Una vita individuale ha ottenuto il suo pieno risultato quando l’uomo se ne separa senza più nutrire il desiderio di essa e delle sue gioie, quando cioè è guarito dalla smania che inizialmente gli si era rivelata come vita; ogni altra cosa gli è indifferente e può avere un valore subordinato soltanto come causa sufficiente: trattasi dei suoi destini e delle sue azioni.
È attraverso il dolore che l’uomo viene nobilitato e infine santificato, cioè liberato dalla volontà di vita.
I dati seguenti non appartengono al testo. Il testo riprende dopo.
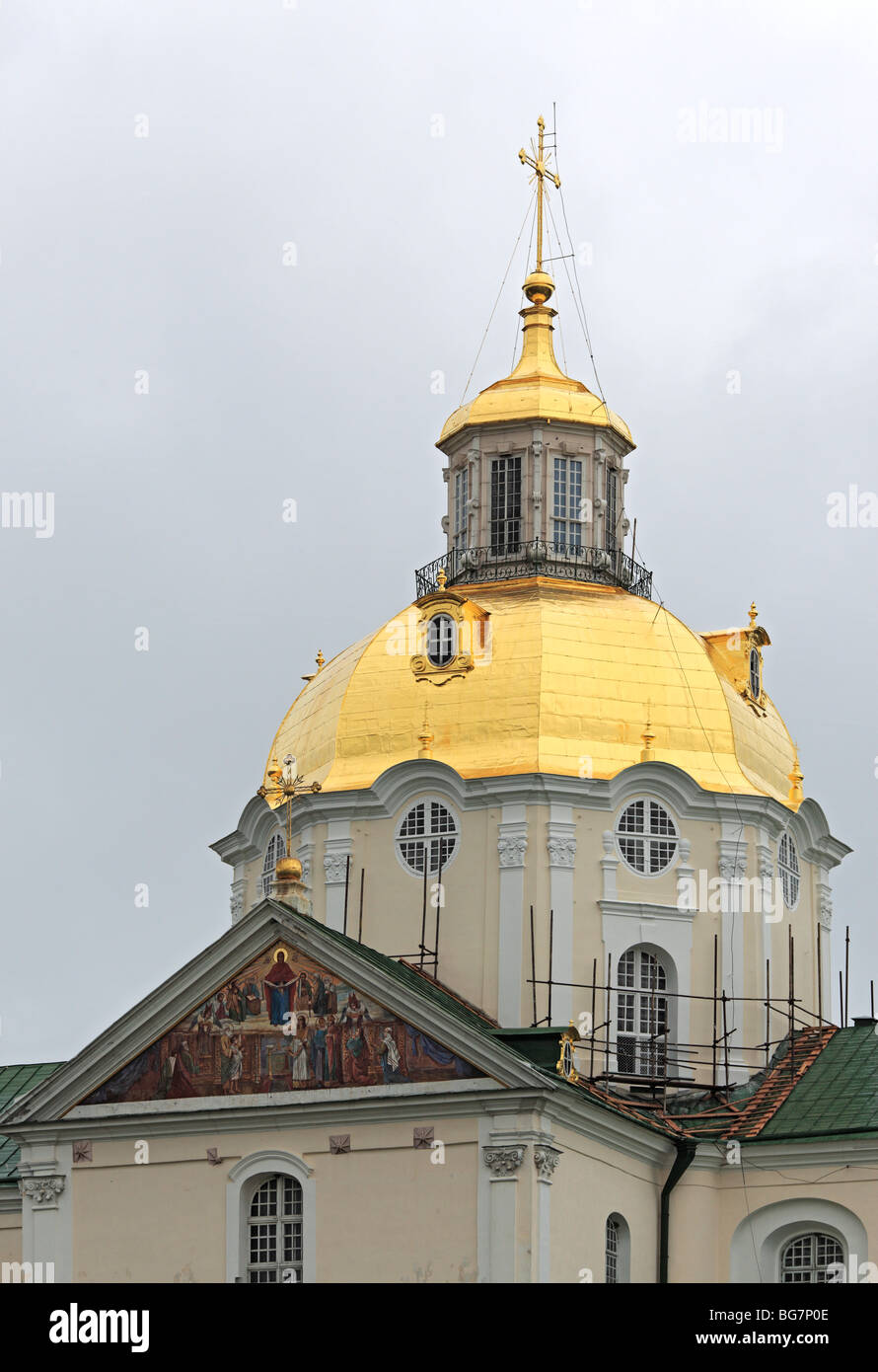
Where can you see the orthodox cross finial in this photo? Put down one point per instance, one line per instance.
(538, 161)
(425, 738)
(285, 788)
(796, 777)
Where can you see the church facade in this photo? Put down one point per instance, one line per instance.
(527, 975)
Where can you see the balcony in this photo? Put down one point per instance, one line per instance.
(538, 558)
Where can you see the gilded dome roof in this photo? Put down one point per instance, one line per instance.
(569, 679)
(537, 389)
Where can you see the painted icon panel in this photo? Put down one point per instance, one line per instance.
(283, 1024)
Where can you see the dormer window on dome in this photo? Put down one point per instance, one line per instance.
(646, 837)
(441, 640)
(756, 674)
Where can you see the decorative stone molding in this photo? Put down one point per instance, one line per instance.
(561, 843)
(504, 1161)
(545, 1161)
(511, 850)
(305, 852)
(731, 859)
(236, 899)
(42, 1192)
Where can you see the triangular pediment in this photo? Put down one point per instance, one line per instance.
(283, 1023)
(229, 1026)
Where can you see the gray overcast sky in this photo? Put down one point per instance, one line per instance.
(315, 125)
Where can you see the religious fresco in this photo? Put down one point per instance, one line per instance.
(283, 1024)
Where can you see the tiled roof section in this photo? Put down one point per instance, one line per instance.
(839, 1094)
(747, 1111)
(17, 1082)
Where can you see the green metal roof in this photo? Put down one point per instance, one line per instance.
(17, 1082)
(839, 1093)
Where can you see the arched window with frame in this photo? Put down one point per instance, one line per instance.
(274, 1241)
(811, 1258)
(641, 1014)
(617, 1250)
(790, 875)
(274, 851)
(441, 640)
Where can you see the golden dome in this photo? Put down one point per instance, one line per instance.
(576, 674)
(537, 389)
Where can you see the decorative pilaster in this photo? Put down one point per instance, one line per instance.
(511, 850)
(610, 864)
(561, 844)
(687, 893)
(336, 851)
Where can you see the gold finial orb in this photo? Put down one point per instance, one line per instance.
(288, 869)
(538, 287)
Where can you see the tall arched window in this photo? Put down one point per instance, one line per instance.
(441, 640)
(807, 1258)
(641, 1014)
(274, 851)
(274, 1231)
(787, 862)
(617, 1252)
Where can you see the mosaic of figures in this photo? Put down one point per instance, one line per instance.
(283, 1024)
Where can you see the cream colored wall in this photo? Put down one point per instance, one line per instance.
(10, 1237)
(706, 1206)
(385, 1212)
(470, 932)
(592, 1182)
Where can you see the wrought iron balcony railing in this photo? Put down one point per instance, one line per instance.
(538, 558)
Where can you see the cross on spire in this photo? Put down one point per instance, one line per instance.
(538, 161)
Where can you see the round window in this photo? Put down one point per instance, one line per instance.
(646, 837)
(427, 837)
(441, 640)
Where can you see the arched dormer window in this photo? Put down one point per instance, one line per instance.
(617, 1252)
(790, 875)
(811, 1258)
(641, 1014)
(441, 640)
(756, 674)
(273, 854)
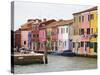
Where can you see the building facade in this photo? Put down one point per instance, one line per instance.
(64, 41)
(86, 24)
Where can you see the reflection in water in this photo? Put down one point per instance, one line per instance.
(59, 63)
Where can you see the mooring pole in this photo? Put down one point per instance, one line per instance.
(45, 55)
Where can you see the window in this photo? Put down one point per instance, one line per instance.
(82, 31)
(82, 44)
(91, 16)
(87, 45)
(37, 35)
(58, 31)
(66, 30)
(88, 17)
(82, 18)
(78, 45)
(79, 32)
(88, 30)
(74, 19)
(33, 35)
(65, 43)
(73, 44)
(62, 30)
(91, 44)
(91, 30)
(24, 42)
(95, 47)
(79, 18)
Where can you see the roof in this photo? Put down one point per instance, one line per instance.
(60, 23)
(91, 9)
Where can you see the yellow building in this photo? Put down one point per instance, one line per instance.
(94, 30)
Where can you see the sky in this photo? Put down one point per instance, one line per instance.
(31, 10)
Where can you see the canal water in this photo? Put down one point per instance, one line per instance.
(59, 63)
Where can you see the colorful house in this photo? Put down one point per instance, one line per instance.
(44, 38)
(35, 34)
(53, 31)
(26, 35)
(94, 30)
(64, 42)
(18, 38)
(86, 24)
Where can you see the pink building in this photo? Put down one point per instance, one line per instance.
(84, 32)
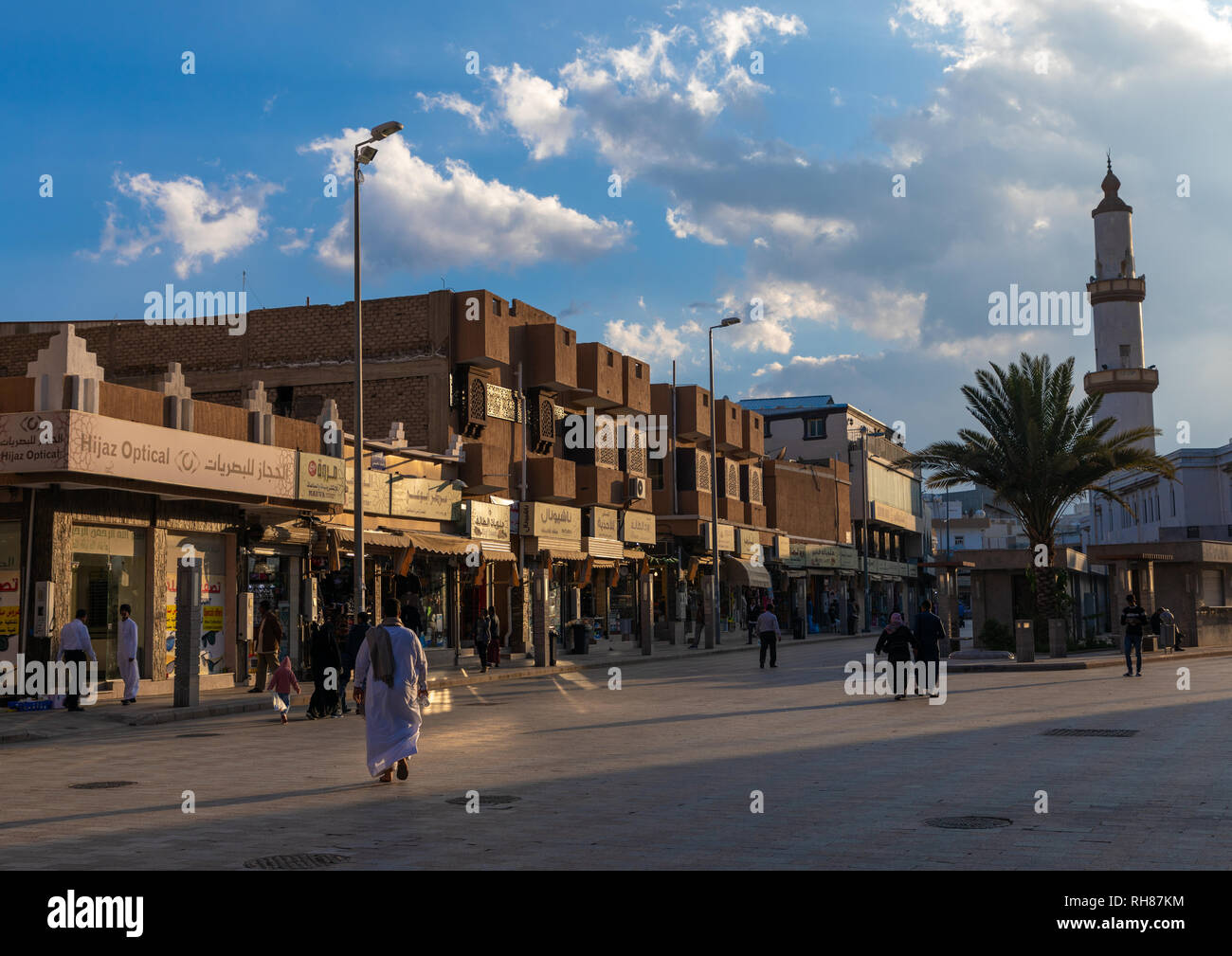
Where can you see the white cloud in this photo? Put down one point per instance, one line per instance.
(654, 343)
(534, 109)
(201, 222)
(418, 217)
(456, 103)
(734, 29)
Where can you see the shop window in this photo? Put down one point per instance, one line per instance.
(109, 569)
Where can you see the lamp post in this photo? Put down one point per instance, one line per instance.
(364, 154)
(713, 636)
(865, 499)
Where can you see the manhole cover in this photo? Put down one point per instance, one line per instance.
(485, 800)
(296, 861)
(968, 823)
(103, 785)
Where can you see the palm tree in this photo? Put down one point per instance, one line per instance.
(1039, 452)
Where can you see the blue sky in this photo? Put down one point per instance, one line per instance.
(735, 185)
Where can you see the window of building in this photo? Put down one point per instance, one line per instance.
(656, 472)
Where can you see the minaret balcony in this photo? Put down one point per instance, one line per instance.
(1121, 380)
(1117, 290)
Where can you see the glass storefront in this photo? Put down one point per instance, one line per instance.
(109, 569)
(209, 549)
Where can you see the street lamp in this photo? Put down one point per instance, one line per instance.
(713, 636)
(364, 154)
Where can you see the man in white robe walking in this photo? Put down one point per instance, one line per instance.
(390, 679)
(126, 655)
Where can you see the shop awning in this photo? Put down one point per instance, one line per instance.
(743, 573)
(371, 538)
(439, 544)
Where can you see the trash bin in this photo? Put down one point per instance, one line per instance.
(242, 660)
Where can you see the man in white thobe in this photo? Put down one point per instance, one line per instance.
(390, 676)
(75, 648)
(126, 655)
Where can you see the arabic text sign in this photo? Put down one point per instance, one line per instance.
(124, 448)
(488, 521)
(639, 528)
(376, 491)
(429, 497)
(320, 479)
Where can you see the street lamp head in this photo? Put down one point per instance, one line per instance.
(381, 132)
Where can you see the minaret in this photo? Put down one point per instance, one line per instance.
(1116, 295)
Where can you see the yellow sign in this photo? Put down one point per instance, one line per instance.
(429, 497)
(545, 520)
(321, 479)
(639, 528)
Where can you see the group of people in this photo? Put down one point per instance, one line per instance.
(487, 640)
(924, 642)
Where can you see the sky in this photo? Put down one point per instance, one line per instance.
(854, 180)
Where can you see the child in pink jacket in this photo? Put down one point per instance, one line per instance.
(281, 682)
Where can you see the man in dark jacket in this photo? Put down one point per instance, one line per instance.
(269, 636)
(929, 637)
(1133, 619)
(897, 640)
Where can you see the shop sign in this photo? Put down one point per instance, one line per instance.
(639, 528)
(78, 442)
(726, 536)
(546, 520)
(427, 497)
(376, 491)
(604, 524)
(487, 521)
(320, 478)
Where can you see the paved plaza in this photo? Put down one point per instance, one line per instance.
(660, 774)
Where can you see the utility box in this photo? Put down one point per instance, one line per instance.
(1024, 640)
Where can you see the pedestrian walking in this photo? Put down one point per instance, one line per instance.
(327, 668)
(1133, 619)
(390, 681)
(126, 655)
(352, 648)
(769, 632)
(282, 681)
(929, 636)
(75, 648)
(493, 639)
(480, 642)
(269, 636)
(898, 642)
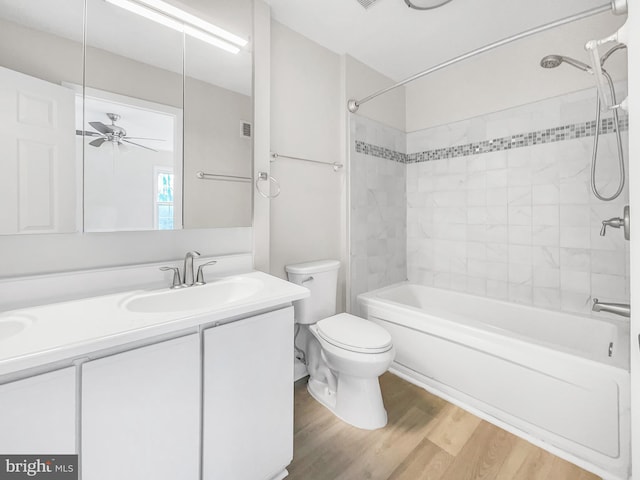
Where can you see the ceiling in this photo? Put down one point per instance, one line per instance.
(399, 42)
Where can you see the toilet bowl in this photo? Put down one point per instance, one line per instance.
(345, 354)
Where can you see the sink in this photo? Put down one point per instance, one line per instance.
(13, 324)
(197, 297)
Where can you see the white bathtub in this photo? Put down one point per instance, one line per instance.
(560, 381)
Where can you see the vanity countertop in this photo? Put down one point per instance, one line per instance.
(36, 336)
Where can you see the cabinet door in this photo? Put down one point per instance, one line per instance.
(141, 413)
(38, 414)
(248, 398)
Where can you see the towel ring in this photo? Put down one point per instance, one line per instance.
(265, 176)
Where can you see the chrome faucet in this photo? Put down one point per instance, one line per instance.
(623, 309)
(187, 271)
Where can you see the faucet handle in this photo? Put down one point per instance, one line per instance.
(176, 282)
(200, 275)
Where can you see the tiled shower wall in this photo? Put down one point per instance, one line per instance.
(378, 214)
(500, 206)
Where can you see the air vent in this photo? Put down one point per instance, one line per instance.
(245, 129)
(366, 3)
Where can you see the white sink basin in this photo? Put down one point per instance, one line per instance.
(195, 298)
(13, 324)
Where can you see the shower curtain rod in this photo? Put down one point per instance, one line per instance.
(353, 105)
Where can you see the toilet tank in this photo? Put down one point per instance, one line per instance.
(321, 277)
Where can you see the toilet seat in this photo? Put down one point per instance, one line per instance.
(355, 334)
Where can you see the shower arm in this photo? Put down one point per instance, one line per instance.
(353, 104)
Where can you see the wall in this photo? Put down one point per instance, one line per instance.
(500, 206)
(306, 218)
(23, 255)
(215, 114)
(377, 198)
(509, 76)
(634, 194)
(388, 109)
(378, 207)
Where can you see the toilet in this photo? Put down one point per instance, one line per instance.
(345, 354)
Il timore reverenziale suscitato in noi da un grande dolore è ancora più intenso nei confronti di un defunto: ogni morte è una sorta di apoteosi o di canonizzazione, e persino la salma dell’uomo più comune suscita in noi tale timore reverenziale.
Occorre dunque considerare la morte come il principale scopo morale della vita, e in tale attimo si ottiene di più che in tutti gli anni che si sono vissuti e che ne sono stati solo la preparazione e il praeludium. La morte è il résumé della vita, la sua somma complessiva, che in un’unica proposizione esprime tutto ciò che la vita ha insegnato volta per volta e a piccoli passi: la volontà di vita, cioè tutta la tensione di cui la vita è l’apparenza, è vana, futile e contraddittoria, e da essa ci si redime soltanto tornandone indietro. Perciò il Socrate platonico definì la filosofia “preparazione alla morte”.